I'll never look any of you in the face
Without feeling shame
The dirt you have compiled
Will keep me in my place
Should I ever escape
I can't tell the public
Because you'll release the tapes
Love you guys,
Speer
PROJECT DIVINITY
Individual Therapy Log: Agent Max Speer
LOG Entry 5
Therapist: Mama Maryam
07/29/2017
Agent Speer entered therapy with a bewildered expression. He smirked, and then winked.
“Did you read my log from yesterday?” he asked. I had. “That's what I wanted to talk about today.”
“We can do that.”
“I wanna know about you specifically. What all have you seen?” he still hadn't taken a seat. I was well aware of the briefing given to Agent Max. We follow standard protocol, slowly piecing things together for the agents at a predetermined rate. It isn't at all unusual for them to voice their concerns over privacy, or the lack there of at this point in their training.
“I don't have time to watch it all, obviously, but we have great editing guys. I've seen a lot.” I said.
“So you're a fan of my show?”
“Definitely. Yours has been particularly entertaining. Plus, I've been assigned as your future therapist since I was divined, about seven years ago.” I have no problem being honest with my agents. Plus, I knew he could take it. Max has always been concerned with seeing things as they truly are.
“Isn't that like a conflict of interest or something? You are supposed to be my therapist.”
“I am your therapist, and I'm the very best if I do say so myself. Watching you shower is one of my interests, but there is no conflict at all. Have a seat Agent Speer.” I've been assigned ten Men before, but Agent Speer may well be my favorite. He's the furthest thing from a meathead, good sense of humor, just a little broken. Like most people are.
“That's dirty. This whole thing is dirty.” he had
a laugh and took a seat.
“So is my mind. And yours.”
“Right, you've seen the porn history. So are we gonna consummate this thing or what? You've seen me cum, I should get to do the same.”
“You wish boy. Trust me, your interests are tame compared to mine. You couldn't handle me.”

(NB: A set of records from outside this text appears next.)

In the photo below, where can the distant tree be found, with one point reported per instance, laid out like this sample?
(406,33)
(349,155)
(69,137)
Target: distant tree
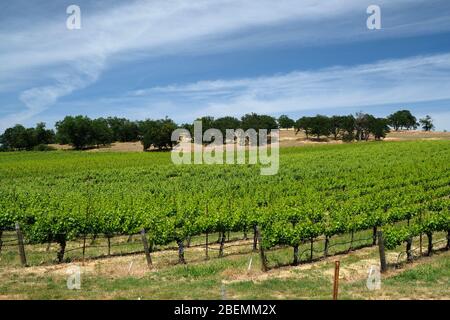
(43,135)
(207,123)
(15,138)
(427,123)
(402,119)
(225,123)
(123,129)
(285,122)
(157,133)
(21,138)
(378,127)
(102,134)
(348,127)
(320,126)
(304,123)
(76,131)
(257,122)
(363,125)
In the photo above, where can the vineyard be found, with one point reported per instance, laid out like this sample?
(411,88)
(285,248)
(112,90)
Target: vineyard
(320,193)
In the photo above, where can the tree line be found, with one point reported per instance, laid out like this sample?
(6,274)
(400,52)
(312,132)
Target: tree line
(82,132)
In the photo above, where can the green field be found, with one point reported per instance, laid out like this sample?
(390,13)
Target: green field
(322,195)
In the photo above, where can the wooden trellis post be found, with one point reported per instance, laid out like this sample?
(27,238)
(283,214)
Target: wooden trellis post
(383,265)
(146,248)
(23,258)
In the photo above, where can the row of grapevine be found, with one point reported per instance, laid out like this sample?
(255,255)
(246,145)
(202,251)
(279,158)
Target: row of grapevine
(403,188)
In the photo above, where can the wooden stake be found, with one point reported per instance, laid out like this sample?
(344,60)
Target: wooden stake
(146,248)
(383,265)
(336,280)
(264,266)
(23,258)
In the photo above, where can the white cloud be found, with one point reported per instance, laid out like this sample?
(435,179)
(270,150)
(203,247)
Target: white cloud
(161,27)
(423,78)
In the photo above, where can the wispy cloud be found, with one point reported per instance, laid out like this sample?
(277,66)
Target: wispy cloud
(110,34)
(423,78)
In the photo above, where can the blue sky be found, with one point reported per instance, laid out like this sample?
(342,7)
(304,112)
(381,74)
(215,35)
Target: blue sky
(184,59)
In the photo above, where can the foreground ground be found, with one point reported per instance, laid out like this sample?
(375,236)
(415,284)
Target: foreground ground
(237,276)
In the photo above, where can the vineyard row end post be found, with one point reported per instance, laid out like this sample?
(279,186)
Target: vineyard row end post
(146,248)
(264,266)
(383,264)
(23,257)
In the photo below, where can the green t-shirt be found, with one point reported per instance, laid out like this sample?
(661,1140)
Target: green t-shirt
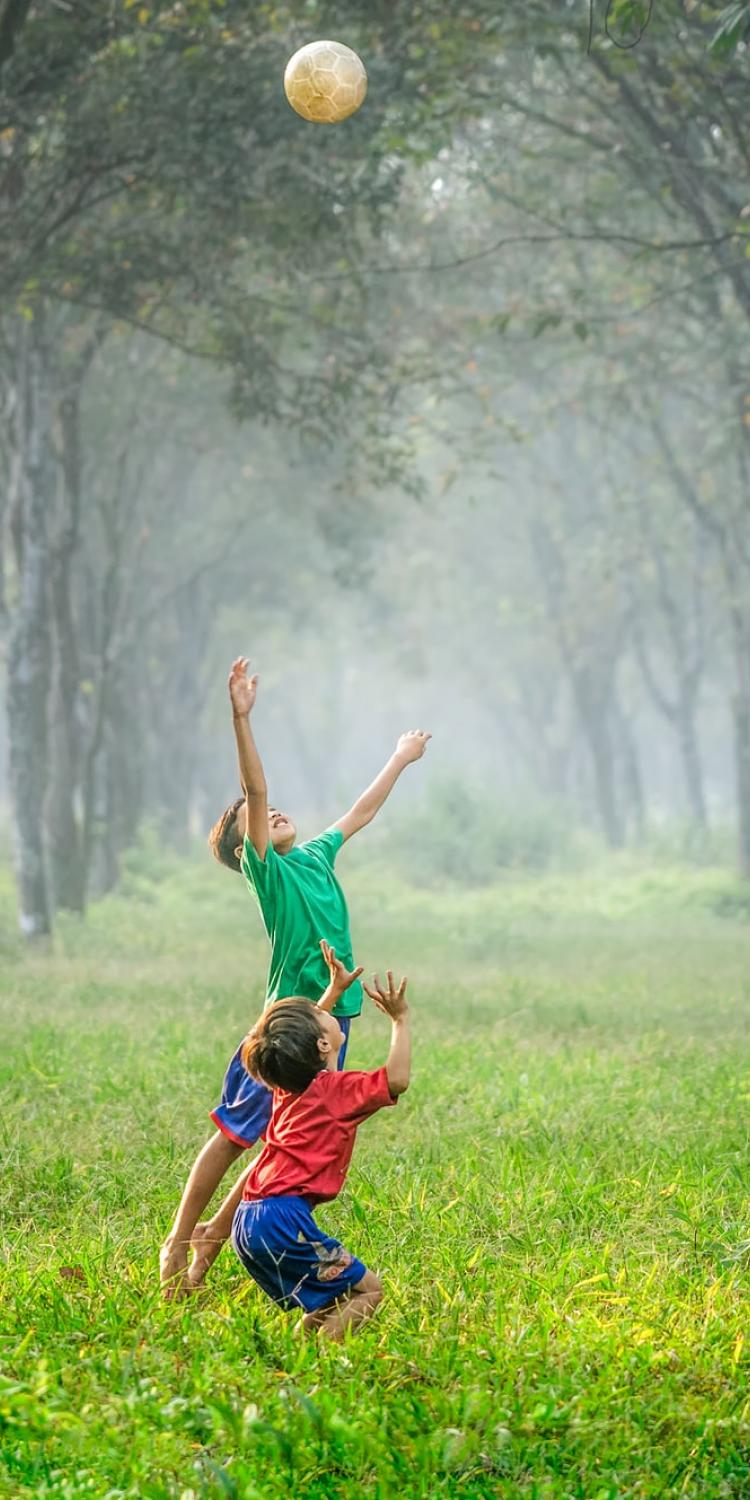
(300,902)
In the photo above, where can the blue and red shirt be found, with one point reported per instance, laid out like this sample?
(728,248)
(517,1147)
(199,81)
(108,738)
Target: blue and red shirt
(311,1136)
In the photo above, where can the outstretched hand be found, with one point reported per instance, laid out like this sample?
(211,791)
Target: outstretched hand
(341,978)
(242,687)
(411,744)
(392,1001)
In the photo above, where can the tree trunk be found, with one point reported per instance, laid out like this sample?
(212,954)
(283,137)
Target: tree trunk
(632,776)
(29,644)
(600,747)
(66,855)
(692,768)
(741,723)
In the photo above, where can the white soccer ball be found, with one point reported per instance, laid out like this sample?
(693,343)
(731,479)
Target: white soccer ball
(326,81)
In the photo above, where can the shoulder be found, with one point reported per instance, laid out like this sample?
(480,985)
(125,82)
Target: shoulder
(324,846)
(255,867)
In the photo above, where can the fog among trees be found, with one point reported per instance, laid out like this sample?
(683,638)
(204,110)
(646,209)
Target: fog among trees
(440,416)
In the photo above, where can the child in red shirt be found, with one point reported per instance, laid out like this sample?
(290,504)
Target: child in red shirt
(294,1050)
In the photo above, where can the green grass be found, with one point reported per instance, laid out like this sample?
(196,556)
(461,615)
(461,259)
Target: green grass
(558,1208)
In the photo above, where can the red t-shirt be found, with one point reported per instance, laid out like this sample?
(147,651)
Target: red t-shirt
(311,1136)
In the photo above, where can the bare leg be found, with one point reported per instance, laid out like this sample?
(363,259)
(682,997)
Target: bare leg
(351,1311)
(209,1238)
(209,1169)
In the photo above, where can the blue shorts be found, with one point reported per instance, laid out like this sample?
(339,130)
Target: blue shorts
(246,1104)
(282,1248)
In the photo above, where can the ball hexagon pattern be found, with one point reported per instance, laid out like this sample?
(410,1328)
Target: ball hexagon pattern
(326,81)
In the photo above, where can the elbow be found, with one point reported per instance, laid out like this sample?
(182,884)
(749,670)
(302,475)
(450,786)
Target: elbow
(398,1085)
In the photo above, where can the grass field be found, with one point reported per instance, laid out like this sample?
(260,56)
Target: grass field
(558,1206)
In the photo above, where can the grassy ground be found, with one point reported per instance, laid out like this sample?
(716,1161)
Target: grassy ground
(560,1205)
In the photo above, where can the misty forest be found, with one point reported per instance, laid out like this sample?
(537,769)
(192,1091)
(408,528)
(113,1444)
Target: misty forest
(441,417)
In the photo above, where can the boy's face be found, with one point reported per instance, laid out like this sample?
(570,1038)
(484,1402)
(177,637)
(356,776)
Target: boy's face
(281,830)
(332,1040)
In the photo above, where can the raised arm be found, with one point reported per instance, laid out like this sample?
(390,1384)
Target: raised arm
(252,779)
(339,978)
(393,1004)
(411,747)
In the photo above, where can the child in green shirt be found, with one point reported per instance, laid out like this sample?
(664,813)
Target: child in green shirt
(300,902)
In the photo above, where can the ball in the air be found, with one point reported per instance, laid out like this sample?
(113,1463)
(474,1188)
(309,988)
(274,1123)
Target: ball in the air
(326,81)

“Sounds like a risk level ten mission to me, and I'm chomping at the bit.”
“It's an 11. You aren't qualified.”
“You're probably right. You're all a bunch of crazy people.”
“Correction. We are all a bunch of crazy people. You're on the team too, remember?” I could see that he was enjoying his divination, but there isn't a human alive who wouldn't have plenty of questions after finding out what he has. “So, what do you wanna know Agent Speer?”
“Everything, but I'm in no particular hurry. It's all very odd, that's all.”
“Disorienting. I was pissed when I found out about the surveillance. I'm into some freaky shit, which I own fully, but I always thought that I was at least entitled to discretion.”
“Right? Kinda hot though, knowing I was being watched during every pathetic porn binge.” he said, still making jokes. Hard to tell if it actually bothered him or not, and I read people like children's books.